I found this article recently in a book called ‘FotoLog’ - I’d be interested to hear your thoughts.
‘PROFESSIONAL PHOTOS ARE NOT BLURRY!’ the purist shouts, screwing his SLR onto a tripod as he lines the family up for a portrait. ‘Red-eye is ugly!’ he recites, swivelling the flashgun so it bounces off the ceiling. ‘Wide-angle lenses make your nose look big!’ But there a are a few gaps in the purist’s impressive photographic knowledge. He doesn’t know that Terry Richardson shoots magazine covers with a cheap compact camera, that Ryan McGinley makes red-eye sexy, or that Wolfgang Tilmans won the Turner Prize with images containing flaring, blurring and camera shake.
Instead of making the medium as neutral and transparent as possible, both amateur and art photographers play around with the inherent qualities of film, lenses and light, transforming flaws and failures into pleasures, coaxing innovations of error.
You could try telling the purist what happened when Picasso met a sceptic on the train.
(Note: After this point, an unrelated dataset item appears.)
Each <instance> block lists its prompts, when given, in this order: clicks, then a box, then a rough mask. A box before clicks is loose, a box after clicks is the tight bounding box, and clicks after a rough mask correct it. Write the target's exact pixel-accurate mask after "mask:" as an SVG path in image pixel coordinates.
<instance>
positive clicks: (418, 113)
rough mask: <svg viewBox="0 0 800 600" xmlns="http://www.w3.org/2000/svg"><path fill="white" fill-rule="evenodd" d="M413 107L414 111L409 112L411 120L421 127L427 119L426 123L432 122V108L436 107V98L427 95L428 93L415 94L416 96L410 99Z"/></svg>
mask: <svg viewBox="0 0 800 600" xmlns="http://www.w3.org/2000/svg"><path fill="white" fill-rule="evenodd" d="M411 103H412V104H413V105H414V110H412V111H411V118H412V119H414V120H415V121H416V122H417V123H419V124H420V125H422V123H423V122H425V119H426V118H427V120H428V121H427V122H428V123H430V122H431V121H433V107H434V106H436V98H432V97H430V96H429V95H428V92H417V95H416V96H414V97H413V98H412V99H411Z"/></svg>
The man asked why the artist couldn’t make his paintings more realistic. Picasso looked puzzled. ‘But what would a realistic portrait look like?’ he asked. The man produced a photograph of his wife. Picasso peered at it intently, then said, ‘Is your wife really so small and flat?’
- I loved the article and this has essentially always been my argument with photographic purists. I’ve never felt that a photograph has to be technically brilliant, to be a brilliant photograph.